Die Nachweisliste ist damit nicht so umfangreich wie bei anderen Arbeitnehmern. Aber auch hier ist ein elektronischer Nachweis wie z.B. als PDF unzulässig.

Gilt die Nachweispflicht für einen Arbeitnehmer auf Auslandstermin?
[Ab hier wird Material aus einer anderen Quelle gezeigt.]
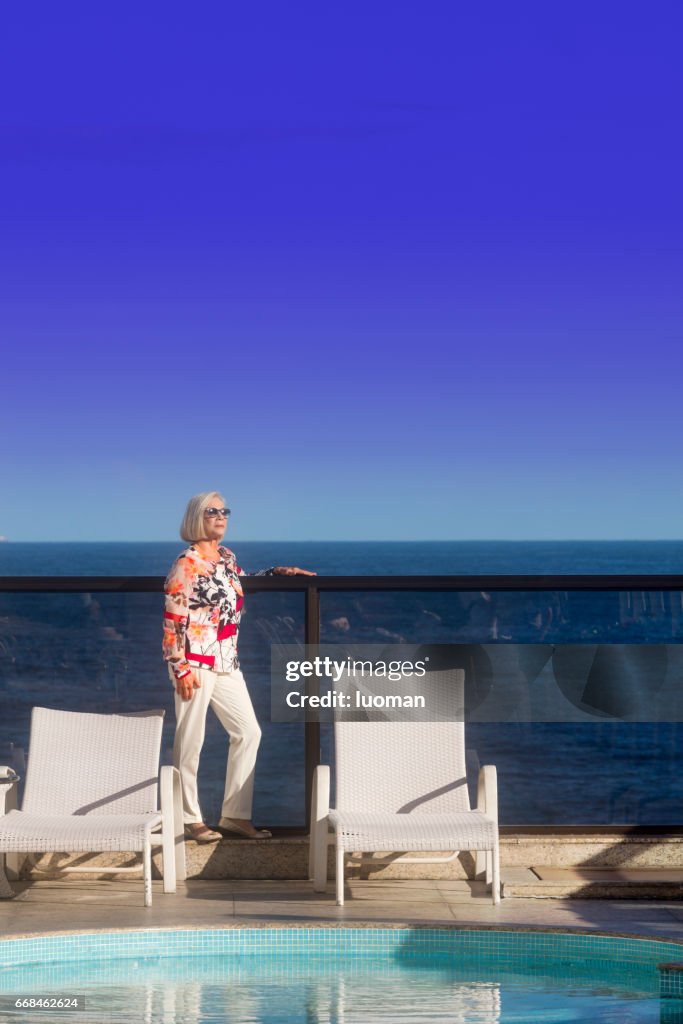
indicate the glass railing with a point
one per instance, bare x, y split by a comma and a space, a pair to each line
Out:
573, 684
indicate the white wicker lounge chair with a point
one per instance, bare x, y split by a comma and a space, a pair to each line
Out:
401, 786
91, 786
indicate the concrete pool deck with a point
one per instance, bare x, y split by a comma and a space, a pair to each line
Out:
73, 905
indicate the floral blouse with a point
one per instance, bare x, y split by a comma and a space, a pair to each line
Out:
203, 609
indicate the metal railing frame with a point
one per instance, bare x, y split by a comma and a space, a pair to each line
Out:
312, 587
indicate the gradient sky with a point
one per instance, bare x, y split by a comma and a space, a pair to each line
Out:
374, 270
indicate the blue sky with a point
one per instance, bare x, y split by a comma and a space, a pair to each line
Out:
384, 270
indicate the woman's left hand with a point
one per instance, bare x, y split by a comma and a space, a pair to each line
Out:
292, 570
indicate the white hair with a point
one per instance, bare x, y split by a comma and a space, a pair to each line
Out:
193, 527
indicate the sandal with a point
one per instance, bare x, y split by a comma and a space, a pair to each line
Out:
230, 828
201, 833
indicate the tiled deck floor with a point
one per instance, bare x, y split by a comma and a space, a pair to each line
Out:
74, 905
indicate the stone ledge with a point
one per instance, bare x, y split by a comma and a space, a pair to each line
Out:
283, 858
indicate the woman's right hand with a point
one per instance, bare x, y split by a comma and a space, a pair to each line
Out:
185, 687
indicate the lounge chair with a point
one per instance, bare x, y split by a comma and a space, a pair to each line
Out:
92, 786
401, 786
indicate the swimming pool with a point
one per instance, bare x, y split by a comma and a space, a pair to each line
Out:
286, 975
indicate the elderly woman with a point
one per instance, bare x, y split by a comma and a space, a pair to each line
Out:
204, 599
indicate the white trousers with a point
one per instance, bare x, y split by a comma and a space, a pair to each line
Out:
227, 694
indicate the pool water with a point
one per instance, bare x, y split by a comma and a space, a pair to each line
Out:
332, 976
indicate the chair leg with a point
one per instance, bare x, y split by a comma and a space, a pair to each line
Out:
340, 876
168, 830
168, 857
146, 870
496, 875
318, 841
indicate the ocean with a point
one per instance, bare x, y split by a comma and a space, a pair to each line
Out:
101, 652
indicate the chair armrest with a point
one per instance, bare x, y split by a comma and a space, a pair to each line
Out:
487, 792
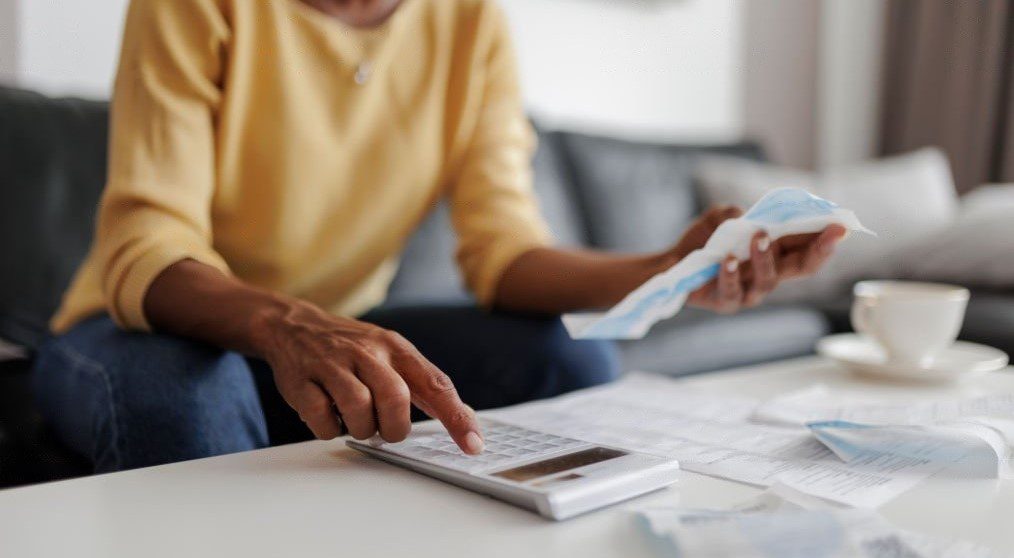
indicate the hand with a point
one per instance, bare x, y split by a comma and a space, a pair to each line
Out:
370, 374
744, 284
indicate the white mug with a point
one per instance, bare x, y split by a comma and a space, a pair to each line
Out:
913, 322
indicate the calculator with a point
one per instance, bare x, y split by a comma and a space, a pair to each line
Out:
555, 476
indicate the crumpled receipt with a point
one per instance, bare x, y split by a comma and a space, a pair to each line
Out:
973, 446
776, 525
781, 212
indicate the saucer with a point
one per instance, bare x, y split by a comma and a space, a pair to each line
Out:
961, 360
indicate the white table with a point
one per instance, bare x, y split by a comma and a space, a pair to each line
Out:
321, 499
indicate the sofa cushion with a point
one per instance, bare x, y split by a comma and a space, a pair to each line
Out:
699, 341
428, 272
638, 196
53, 159
29, 451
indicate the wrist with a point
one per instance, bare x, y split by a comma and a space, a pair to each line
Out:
665, 260
268, 321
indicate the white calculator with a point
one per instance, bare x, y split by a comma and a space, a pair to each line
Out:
554, 476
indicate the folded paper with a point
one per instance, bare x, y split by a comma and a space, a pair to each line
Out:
780, 213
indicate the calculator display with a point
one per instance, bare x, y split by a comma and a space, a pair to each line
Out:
559, 464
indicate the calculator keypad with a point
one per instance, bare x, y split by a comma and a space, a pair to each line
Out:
505, 444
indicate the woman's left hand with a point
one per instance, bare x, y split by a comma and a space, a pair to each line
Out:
744, 284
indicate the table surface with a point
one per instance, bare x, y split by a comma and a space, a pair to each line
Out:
319, 498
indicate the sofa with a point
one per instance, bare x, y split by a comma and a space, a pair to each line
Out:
596, 192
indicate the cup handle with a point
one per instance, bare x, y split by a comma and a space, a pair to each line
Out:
860, 316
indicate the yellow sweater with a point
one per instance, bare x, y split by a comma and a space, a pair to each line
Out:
241, 138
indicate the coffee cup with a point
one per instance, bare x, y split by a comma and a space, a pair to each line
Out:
913, 322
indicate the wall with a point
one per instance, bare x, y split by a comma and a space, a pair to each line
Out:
69, 48
849, 83
636, 68
789, 72
8, 40
781, 78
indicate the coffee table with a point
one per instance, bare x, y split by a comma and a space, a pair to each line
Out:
320, 499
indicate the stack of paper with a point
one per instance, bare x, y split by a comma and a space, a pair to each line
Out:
774, 528
712, 434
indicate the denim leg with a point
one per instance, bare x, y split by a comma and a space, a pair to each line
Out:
129, 400
496, 358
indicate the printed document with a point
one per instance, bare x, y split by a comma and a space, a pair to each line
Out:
711, 434
817, 404
772, 527
781, 212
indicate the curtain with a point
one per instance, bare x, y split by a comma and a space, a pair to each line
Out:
947, 81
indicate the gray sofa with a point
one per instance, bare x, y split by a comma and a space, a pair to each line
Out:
596, 192
625, 196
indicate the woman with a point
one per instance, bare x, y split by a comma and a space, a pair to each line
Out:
268, 161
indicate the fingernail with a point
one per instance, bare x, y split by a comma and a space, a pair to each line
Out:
474, 444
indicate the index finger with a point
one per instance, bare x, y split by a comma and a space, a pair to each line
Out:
437, 397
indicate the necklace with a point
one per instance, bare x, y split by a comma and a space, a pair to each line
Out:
365, 66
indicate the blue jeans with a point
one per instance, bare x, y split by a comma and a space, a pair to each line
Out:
128, 400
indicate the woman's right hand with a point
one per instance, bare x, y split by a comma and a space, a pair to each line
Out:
370, 374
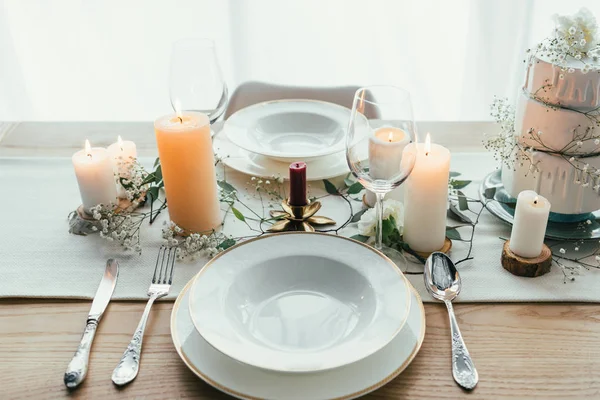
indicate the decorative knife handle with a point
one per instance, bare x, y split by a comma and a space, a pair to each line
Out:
463, 369
77, 369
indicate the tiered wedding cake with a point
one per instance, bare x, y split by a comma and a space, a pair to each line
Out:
557, 120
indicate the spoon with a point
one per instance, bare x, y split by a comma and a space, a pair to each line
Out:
443, 282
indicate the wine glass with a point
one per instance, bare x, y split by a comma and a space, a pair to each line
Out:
196, 82
380, 145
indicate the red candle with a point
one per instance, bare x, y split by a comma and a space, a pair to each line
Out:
298, 184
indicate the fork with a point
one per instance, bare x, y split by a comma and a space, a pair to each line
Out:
128, 367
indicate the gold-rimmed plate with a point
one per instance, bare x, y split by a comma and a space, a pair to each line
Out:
299, 302
247, 382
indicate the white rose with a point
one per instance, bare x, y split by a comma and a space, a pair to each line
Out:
368, 221
581, 27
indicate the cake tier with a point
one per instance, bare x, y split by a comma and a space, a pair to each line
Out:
576, 89
561, 130
569, 190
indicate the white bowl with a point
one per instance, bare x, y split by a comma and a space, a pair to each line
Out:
289, 130
247, 382
266, 167
299, 302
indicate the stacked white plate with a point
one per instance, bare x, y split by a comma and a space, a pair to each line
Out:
263, 139
298, 316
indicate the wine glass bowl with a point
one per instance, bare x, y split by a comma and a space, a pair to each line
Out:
381, 142
195, 79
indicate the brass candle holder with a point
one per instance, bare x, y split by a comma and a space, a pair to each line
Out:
298, 218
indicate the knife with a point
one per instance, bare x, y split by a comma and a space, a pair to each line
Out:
77, 369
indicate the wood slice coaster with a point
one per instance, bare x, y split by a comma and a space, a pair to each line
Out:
527, 267
445, 249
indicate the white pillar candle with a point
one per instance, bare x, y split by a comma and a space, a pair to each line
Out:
95, 176
426, 197
529, 226
385, 154
123, 154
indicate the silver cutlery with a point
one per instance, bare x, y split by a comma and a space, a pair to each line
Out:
443, 282
129, 366
78, 367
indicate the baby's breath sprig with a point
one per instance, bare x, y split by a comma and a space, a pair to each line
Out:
503, 144
190, 247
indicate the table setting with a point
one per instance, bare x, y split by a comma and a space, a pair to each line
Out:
298, 248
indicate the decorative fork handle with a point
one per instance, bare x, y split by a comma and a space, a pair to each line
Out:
129, 366
77, 368
463, 369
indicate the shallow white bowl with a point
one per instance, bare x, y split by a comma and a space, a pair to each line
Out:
289, 130
266, 167
299, 302
246, 382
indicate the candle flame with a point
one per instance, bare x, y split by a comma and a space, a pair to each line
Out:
427, 144
178, 110
88, 148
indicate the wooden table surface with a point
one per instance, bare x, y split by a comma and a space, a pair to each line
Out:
521, 350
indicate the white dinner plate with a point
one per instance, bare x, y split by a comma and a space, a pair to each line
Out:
265, 167
247, 382
290, 130
299, 302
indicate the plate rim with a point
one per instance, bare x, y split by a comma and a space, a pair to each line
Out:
331, 365
327, 151
235, 393
227, 160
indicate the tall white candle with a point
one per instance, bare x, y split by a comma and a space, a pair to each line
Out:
123, 154
95, 176
529, 226
385, 154
426, 197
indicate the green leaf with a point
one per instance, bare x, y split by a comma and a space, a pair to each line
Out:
452, 233
459, 184
359, 214
457, 215
238, 214
227, 188
355, 188
489, 193
225, 244
360, 238
330, 187
158, 174
388, 226
349, 180
152, 193
463, 204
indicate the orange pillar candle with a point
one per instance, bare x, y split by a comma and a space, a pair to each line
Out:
188, 169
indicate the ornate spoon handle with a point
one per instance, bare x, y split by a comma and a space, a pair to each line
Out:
463, 369
129, 366
77, 368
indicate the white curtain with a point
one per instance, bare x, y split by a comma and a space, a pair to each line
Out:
109, 60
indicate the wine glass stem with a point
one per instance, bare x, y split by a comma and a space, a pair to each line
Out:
379, 225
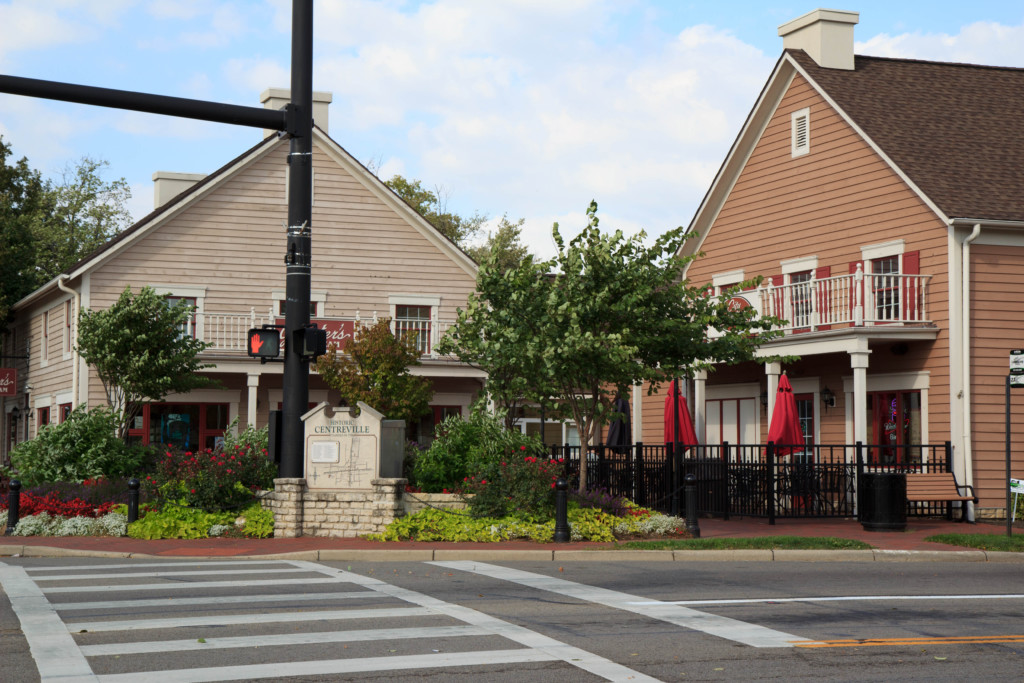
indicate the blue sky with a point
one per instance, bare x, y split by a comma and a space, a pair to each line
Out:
529, 108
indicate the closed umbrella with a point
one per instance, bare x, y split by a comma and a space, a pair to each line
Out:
620, 434
784, 426
687, 436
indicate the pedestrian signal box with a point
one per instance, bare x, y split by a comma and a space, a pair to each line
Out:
263, 343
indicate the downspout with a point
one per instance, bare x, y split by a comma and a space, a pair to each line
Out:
966, 359
77, 299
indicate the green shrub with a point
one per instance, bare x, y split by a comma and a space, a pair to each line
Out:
259, 522
83, 446
522, 484
211, 480
177, 522
465, 447
180, 522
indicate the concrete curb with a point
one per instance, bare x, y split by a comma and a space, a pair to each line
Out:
540, 555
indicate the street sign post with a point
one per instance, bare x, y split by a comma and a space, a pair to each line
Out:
1014, 379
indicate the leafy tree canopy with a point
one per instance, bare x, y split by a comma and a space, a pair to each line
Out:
23, 198
140, 351
606, 312
504, 244
45, 227
374, 368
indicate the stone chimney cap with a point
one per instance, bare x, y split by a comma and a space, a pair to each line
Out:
826, 35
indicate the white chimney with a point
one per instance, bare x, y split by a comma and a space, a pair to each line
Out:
167, 185
826, 35
275, 98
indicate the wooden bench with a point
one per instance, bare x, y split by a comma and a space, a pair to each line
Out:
933, 486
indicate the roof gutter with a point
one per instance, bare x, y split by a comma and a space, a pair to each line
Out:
76, 297
968, 458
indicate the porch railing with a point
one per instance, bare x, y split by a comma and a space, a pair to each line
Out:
855, 299
226, 332
818, 480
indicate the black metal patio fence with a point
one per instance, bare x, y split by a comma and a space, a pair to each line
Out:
753, 480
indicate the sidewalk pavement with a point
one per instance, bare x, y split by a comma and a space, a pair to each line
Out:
888, 546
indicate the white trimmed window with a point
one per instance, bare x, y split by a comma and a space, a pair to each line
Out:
415, 315
800, 136
195, 296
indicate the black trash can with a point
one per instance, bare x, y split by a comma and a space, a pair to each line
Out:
883, 502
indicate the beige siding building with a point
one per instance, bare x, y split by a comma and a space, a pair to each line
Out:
883, 203
218, 243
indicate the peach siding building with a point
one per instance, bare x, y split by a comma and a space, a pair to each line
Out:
883, 203
218, 242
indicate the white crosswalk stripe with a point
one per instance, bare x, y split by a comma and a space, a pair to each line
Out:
62, 635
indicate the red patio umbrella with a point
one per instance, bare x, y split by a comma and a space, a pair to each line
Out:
784, 426
687, 436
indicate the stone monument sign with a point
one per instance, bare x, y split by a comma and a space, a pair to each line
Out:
346, 452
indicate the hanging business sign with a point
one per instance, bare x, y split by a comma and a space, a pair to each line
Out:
1017, 368
338, 332
8, 381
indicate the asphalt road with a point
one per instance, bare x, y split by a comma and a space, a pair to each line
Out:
217, 621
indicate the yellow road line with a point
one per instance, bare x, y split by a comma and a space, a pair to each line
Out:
882, 642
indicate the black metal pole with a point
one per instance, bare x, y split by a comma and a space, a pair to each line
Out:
13, 503
297, 257
1010, 524
676, 455
133, 485
770, 452
255, 117
691, 506
562, 534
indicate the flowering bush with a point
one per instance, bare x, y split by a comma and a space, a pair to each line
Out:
84, 445
465, 447
211, 480
51, 505
521, 483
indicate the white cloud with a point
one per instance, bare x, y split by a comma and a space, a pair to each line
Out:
981, 43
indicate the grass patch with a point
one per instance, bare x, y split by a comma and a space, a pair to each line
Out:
758, 543
1012, 544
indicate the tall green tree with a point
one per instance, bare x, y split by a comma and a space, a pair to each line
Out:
606, 312
433, 207
141, 350
373, 368
83, 212
504, 245
45, 226
23, 203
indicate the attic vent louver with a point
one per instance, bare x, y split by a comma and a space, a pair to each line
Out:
801, 136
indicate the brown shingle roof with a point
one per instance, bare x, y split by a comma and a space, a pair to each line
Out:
956, 130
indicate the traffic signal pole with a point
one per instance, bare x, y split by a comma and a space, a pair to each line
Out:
297, 258
296, 120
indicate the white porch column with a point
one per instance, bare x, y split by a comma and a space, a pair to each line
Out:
253, 383
772, 370
858, 361
699, 394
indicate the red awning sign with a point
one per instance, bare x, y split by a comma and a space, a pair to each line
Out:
8, 381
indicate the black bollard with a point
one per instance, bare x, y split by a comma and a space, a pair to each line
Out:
133, 484
562, 534
691, 506
13, 503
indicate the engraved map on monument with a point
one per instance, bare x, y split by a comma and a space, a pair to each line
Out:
352, 469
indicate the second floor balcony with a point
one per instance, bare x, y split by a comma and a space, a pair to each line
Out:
857, 299
227, 332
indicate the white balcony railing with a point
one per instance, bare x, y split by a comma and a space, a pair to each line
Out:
855, 299
226, 332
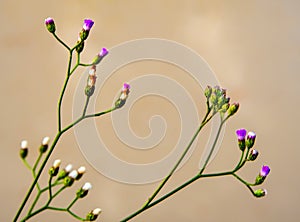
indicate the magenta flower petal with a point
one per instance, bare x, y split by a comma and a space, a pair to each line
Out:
241, 134
88, 24
126, 87
265, 170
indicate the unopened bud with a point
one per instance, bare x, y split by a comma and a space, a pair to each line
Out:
81, 171
100, 56
49, 22
92, 216
83, 191
53, 171
24, 149
253, 155
62, 174
233, 108
44, 145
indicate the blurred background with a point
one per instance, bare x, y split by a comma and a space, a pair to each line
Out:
252, 46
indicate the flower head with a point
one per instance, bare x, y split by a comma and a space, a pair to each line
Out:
49, 22
265, 170
24, 149
241, 134
88, 24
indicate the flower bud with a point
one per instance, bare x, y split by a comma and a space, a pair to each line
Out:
207, 92
233, 108
53, 171
123, 96
44, 145
80, 45
65, 172
49, 22
250, 140
260, 192
83, 191
81, 171
87, 25
100, 56
241, 134
253, 155
69, 180
24, 149
265, 170
92, 216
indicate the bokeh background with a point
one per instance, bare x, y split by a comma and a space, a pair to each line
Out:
253, 48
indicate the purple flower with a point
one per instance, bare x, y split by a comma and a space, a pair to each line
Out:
265, 170
49, 22
251, 136
88, 24
126, 87
103, 52
241, 134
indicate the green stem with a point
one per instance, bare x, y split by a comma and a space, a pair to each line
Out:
37, 176
204, 121
213, 147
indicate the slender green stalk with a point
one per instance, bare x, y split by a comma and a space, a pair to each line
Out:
193, 179
204, 121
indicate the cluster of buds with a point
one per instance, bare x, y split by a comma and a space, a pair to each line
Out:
123, 96
246, 140
92, 216
83, 34
67, 173
219, 102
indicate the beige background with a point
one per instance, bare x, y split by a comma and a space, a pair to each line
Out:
252, 46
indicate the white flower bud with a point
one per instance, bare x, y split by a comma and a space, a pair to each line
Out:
68, 168
73, 174
87, 186
24, 144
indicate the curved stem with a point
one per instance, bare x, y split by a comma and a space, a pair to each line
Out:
204, 121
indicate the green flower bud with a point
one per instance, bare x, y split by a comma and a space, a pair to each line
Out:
92, 216
233, 108
260, 192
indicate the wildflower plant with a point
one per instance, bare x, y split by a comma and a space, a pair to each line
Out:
217, 106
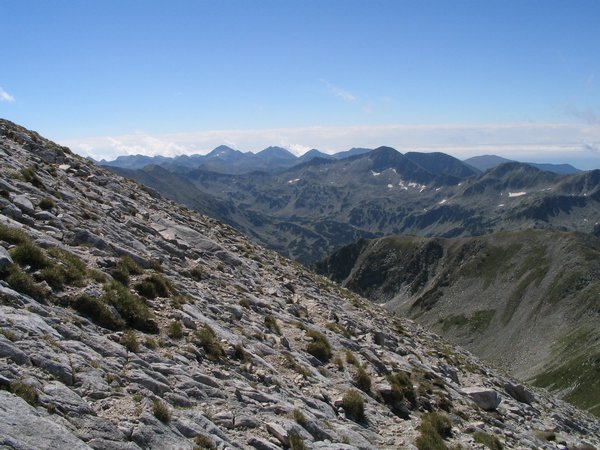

Ja, hat Ihr Arbeitnehmer seine Arbeitsleistung länger als vier aufeinanderfolgende Wochen außerhalb der Bundesrepublik Deutschland zu erbringen, so händigen Sie als Arbeitgeber ihm vor seiner Abreise die Niederschrift nach § 2 Nachweispflicht Absatz 1 Satz 1 NachwG mit allen wesentlichen Angaben nach Satz 2 und folgenden zusätzlichen Angaben aus:

  1. Länder, in denen Ihr Mitarbeiter die Arbeit im Ausland leisten soll, und geplante Dauer der Arbeit
  2. Währung, in der die Entlohnung erfolgt
  3. sofern vereinbart, mit dem Auslandsaufenthalt verbundene Geld- oder Sachleistungen, insbesondere Entsendezulagen und zu erstattende Reise-, Verpflegungs- und Unterbringungskosten
  4. Angabe, ob eine Rückkehr des Arbeitnehmers vorgesehen ist, und gegebenenfalls die Bedingungen der Rückkehr

Fällt der Auslandsaufenthalt unter die Entsenderrichtlinie innerhalb der Europäischen Union (EU), enthält die Niederschrift folgende zusätzliche Angaben:

  1. Entlohnung, auf die Ihr Arbeitnehmer nach dem Recht des jeweiligen Mitgliedstaates, in dem er seine Arbeit leisten soll, Anspruch hat
  2. Link zu der jeweiligen offiziellen nationalen Website, die der betreffende Mitgliedstaat betreibt

Was bestimmt die Entsenderrichtlinie?

Mindestbedingungen für die Entsendung von Arbeitskräften zwischen den EU-Mitgliedstaaten, z.B. gleicher Lohn für gleiche Arbeit. Eine sogenannte A1-Bescheinigung bescheinigt bei der Entsendung, dass Ihr Arbeitnehmer noch im Heimatland sozialversichert ist.

Kann von den Vorschriften des Nachweis-Gesetzes abgewichen werden?

Nein, nicht zuungunsten Ihres Arbeitnehmers.